I now specify $P(X_i|X_{(i-1)})$ and an initial condition $X_0$.
Suppose I want to know the state $X_i$. If the X_i's were finite, I could simulate $X_1, X_2, X_3, \ldots$ etc using $P(X_i|X_{(i-1)})$ and a pseudo-random number generator with some initial seed (so that each state is deterministic and can be recovered without saving to memory), and eventually get X_i.
- My intention is for each X_i to be deterministic from the pseudo-random number generator, but also be a sample from the Markov process.
Is there a way to do this in the infinite case without computing $X_1, X_2, \ldots, X_i$? In other words, someone would specify a range $[a,b]$ and $i$, and the elements with indices in the range of $[a,b]$ of $X_i$ would be returned.
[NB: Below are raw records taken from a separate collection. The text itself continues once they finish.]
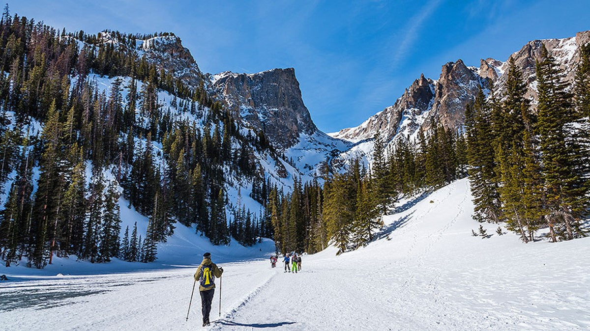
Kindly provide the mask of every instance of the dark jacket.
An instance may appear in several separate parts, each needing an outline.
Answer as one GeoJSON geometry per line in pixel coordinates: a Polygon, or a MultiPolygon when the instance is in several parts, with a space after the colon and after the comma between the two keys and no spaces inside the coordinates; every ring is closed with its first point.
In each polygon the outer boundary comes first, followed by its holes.
{"type": "MultiPolygon", "coordinates": [[[[214,277],[221,277],[221,274],[223,273],[223,270],[217,267],[217,265],[211,262],[211,259],[206,257],[203,258],[203,262],[201,263],[201,265],[196,269],[196,272],[195,273],[195,280],[199,282],[199,278],[201,277],[201,269],[202,269],[203,266],[211,266],[211,272],[213,273],[214,277]]],[[[215,278],[213,279],[213,286],[210,287],[204,287],[200,284],[199,285],[199,291],[206,291],[211,290],[212,289],[215,288],[215,278]]]]}

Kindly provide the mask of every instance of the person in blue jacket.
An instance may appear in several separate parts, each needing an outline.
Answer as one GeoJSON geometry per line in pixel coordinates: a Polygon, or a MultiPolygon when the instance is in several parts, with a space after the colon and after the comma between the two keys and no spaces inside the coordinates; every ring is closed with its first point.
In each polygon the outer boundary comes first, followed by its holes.
{"type": "Polygon", "coordinates": [[[289,268],[289,254],[285,254],[285,258],[283,259],[283,262],[285,263],[285,272],[287,271],[291,272],[291,269],[289,268]]]}

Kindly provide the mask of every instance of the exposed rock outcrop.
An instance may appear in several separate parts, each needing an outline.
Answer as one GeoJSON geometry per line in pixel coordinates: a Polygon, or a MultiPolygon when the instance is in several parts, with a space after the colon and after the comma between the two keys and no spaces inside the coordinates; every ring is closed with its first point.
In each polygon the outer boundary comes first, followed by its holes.
{"type": "Polygon", "coordinates": [[[276,146],[290,147],[301,134],[317,131],[293,68],[257,74],[225,72],[214,75],[211,82],[215,96],[234,117],[262,130],[276,146]]]}

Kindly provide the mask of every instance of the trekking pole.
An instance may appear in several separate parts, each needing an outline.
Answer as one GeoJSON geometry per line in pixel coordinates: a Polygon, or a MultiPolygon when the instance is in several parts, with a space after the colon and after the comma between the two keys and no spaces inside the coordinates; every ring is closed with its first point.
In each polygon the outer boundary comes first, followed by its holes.
{"type": "MultiPolygon", "coordinates": [[[[191,304],[192,303],[192,294],[195,294],[195,285],[196,284],[196,280],[192,283],[192,292],[191,292],[191,301],[188,303],[188,311],[186,312],[186,321],[188,321],[188,313],[191,312],[191,304]]],[[[221,280],[219,279],[219,286],[221,286],[221,280]]],[[[221,291],[219,291],[221,293],[221,291]]]]}
{"type": "Polygon", "coordinates": [[[219,276],[219,317],[221,317],[221,276],[219,276]]]}

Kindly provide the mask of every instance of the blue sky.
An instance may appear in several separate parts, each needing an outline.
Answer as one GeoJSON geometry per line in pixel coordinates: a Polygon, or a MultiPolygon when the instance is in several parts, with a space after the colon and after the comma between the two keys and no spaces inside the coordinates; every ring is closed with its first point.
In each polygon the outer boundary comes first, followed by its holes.
{"type": "Polygon", "coordinates": [[[527,41],[590,29],[588,0],[386,1],[81,0],[9,2],[12,13],[68,31],[172,31],[201,69],[294,67],[326,132],[393,104],[421,73],[462,59],[504,61],[527,41]]]}

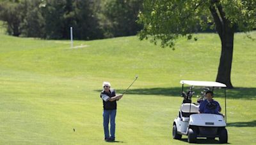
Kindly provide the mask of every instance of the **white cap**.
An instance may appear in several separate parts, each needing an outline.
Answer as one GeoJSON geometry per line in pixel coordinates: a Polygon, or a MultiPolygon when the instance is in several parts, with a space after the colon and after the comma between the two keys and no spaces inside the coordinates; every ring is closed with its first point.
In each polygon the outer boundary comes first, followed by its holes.
{"type": "Polygon", "coordinates": [[[102,87],[104,86],[111,86],[111,85],[110,85],[110,83],[108,81],[103,81],[102,87]]]}

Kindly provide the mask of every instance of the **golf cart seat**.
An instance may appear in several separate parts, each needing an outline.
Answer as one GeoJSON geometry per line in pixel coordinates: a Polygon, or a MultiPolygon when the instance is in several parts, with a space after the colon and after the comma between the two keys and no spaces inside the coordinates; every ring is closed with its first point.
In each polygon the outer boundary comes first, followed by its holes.
{"type": "Polygon", "coordinates": [[[196,114],[198,113],[199,106],[196,106],[193,103],[184,103],[180,107],[180,112],[182,119],[184,121],[186,121],[189,119],[189,115],[196,114]],[[189,113],[190,111],[190,113],[189,113]]]}

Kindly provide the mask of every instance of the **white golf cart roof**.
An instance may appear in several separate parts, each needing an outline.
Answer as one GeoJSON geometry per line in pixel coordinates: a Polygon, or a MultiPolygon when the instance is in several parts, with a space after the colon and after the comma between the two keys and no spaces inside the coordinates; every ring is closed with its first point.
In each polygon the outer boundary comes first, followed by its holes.
{"type": "Polygon", "coordinates": [[[186,84],[191,86],[227,87],[226,85],[215,81],[181,80],[180,83],[181,84],[186,84]]]}

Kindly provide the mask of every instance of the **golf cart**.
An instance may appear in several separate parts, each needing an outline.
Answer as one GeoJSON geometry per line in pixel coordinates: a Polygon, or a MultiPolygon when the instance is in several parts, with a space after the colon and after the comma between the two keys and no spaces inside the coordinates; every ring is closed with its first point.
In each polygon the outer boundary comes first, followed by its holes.
{"type": "MultiPolygon", "coordinates": [[[[188,142],[195,143],[196,137],[207,137],[207,139],[214,139],[218,137],[220,143],[227,143],[228,134],[226,127],[226,85],[213,81],[199,81],[182,80],[182,97],[184,97],[178,116],[173,123],[172,135],[175,139],[180,139],[182,135],[188,135],[188,142]],[[190,86],[189,89],[183,91],[184,85],[190,86]],[[192,103],[192,96],[194,95],[194,86],[209,87],[213,92],[215,88],[225,88],[225,120],[220,114],[206,114],[199,113],[199,104],[192,103]]],[[[205,90],[201,92],[201,97],[197,102],[200,104],[205,95],[205,90]]]]}

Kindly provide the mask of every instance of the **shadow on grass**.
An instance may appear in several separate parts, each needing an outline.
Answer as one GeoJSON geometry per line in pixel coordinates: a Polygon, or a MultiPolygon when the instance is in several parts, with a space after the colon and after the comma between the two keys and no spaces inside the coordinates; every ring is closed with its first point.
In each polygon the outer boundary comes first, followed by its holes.
{"type": "MultiPolygon", "coordinates": [[[[180,139],[180,141],[188,142],[188,139],[180,139]]],[[[217,139],[206,139],[206,138],[198,138],[196,139],[196,144],[220,144],[220,142],[217,139]]],[[[228,142],[227,144],[230,143],[228,142]]]]}
{"type": "MultiPolygon", "coordinates": [[[[185,88],[186,90],[188,88],[185,88]]],[[[203,90],[202,88],[195,89],[196,92],[195,95],[200,95],[200,92],[203,90]]],[[[95,92],[100,92],[102,90],[95,90],[95,92]]],[[[122,93],[125,90],[118,90],[118,93],[122,93]]],[[[127,92],[127,94],[132,95],[154,95],[161,96],[176,96],[180,97],[181,87],[171,87],[171,88],[137,88],[131,89],[127,92]]],[[[248,100],[256,100],[256,88],[235,88],[234,89],[227,90],[227,99],[241,99],[248,100]]],[[[224,89],[215,89],[214,96],[224,97],[224,89]]]]}
{"type": "Polygon", "coordinates": [[[248,122],[232,122],[227,123],[228,127],[256,127],[256,120],[248,122]]]}

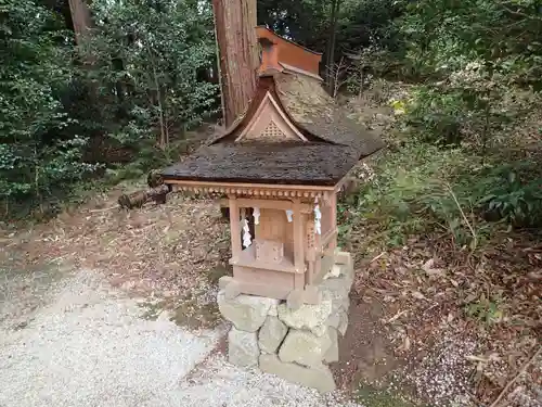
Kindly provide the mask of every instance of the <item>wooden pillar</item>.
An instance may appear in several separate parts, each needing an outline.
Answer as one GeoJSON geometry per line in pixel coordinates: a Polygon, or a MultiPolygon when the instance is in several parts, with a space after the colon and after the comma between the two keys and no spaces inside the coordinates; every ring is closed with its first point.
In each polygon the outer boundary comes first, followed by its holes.
{"type": "Polygon", "coordinates": [[[294,264],[296,266],[296,275],[294,285],[299,290],[305,288],[305,233],[304,233],[304,216],[301,214],[300,200],[294,201],[294,264]]]}
{"type": "Polygon", "coordinates": [[[232,259],[238,262],[242,252],[241,242],[241,218],[235,195],[230,195],[230,233],[232,238],[232,259]]]}
{"type": "MultiPolygon", "coordinates": [[[[331,211],[330,211],[330,214],[331,214],[331,226],[332,226],[332,230],[335,230],[337,229],[337,194],[336,193],[333,193],[331,199],[330,199],[330,205],[331,205],[331,211]]],[[[335,251],[335,249],[337,249],[337,236],[335,234],[335,237],[332,239],[332,241],[330,242],[330,252],[333,252],[335,251]]]]}

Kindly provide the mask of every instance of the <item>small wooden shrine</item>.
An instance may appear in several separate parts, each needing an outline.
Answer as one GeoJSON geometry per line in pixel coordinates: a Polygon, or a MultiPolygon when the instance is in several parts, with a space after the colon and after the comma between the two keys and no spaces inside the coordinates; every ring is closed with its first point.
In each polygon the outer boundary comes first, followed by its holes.
{"type": "Polygon", "coordinates": [[[257,33],[261,66],[247,112],[162,175],[173,191],[227,198],[233,277],[220,284],[229,297],[315,304],[337,246],[337,192],[383,143],[323,90],[321,54],[257,33]]]}

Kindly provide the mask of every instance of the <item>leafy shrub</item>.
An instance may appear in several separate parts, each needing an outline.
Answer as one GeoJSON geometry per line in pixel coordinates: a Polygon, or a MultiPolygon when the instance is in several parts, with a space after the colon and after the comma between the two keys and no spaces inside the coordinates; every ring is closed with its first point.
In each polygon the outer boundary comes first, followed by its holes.
{"type": "Polygon", "coordinates": [[[489,220],[516,227],[542,225],[542,177],[535,163],[498,165],[478,182],[478,208],[489,220]]]}
{"type": "Polygon", "coordinates": [[[0,5],[0,200],[42,203],[94,166],[87,139],[59,98],[70,82],[68,48],[52,13],[31,0],[0,5]],[[66,63],[68,62],[68,63],[66,63]]]}

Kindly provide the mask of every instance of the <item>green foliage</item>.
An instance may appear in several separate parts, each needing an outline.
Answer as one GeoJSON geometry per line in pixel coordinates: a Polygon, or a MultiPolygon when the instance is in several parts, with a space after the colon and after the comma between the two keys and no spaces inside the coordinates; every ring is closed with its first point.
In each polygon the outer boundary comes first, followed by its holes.
{"type": "Polygon", "coordinates": [[[60,99],[72,81],[61,22],[31,0],[0,5],[0,200],[41,203],[81,179],[87,140],[60,99]],[[66,63],[67,62],[67,63],[66,63]]]}

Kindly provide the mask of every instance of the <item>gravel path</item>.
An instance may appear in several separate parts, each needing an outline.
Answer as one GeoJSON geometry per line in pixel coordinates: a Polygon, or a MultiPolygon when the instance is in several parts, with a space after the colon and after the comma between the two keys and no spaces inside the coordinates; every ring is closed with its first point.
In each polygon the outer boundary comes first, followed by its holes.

Moreover, giving the same query twice would return the same result, and if one were to measure the entire sequence $X_0,X_1\ldots$ it would be consistent with coming from a Markov process with the given probability transition function.
A possible solution I thought of was this: if $X_i$ has been measured, and $X_k$ is queried ($k>i$), one can find a formula for $P(X_k|X_i)$ and draw $X_k$ from that distribution. However things might get messy if I now query $X_w (i < w < k)$, whose probability distribution should depend on $X_i$ and $X_k$. Moreover, this approach gives results that depend on the order of measurement, and requires one to save each $X_i$ when measured.
This question was motivated by procedural generation techniques in games: I might make an infinite world where the height of each point in the map depends on the height of the points in the row to the left of it. When a player is spawned somewhere in this infinite world, the height at their particular location needs to be generated, and if they visit that position again it needs to have the same height.
Thanks for your help :) I find this a particularly interesting question, especially with the soon-to-be released "No Man's Sky".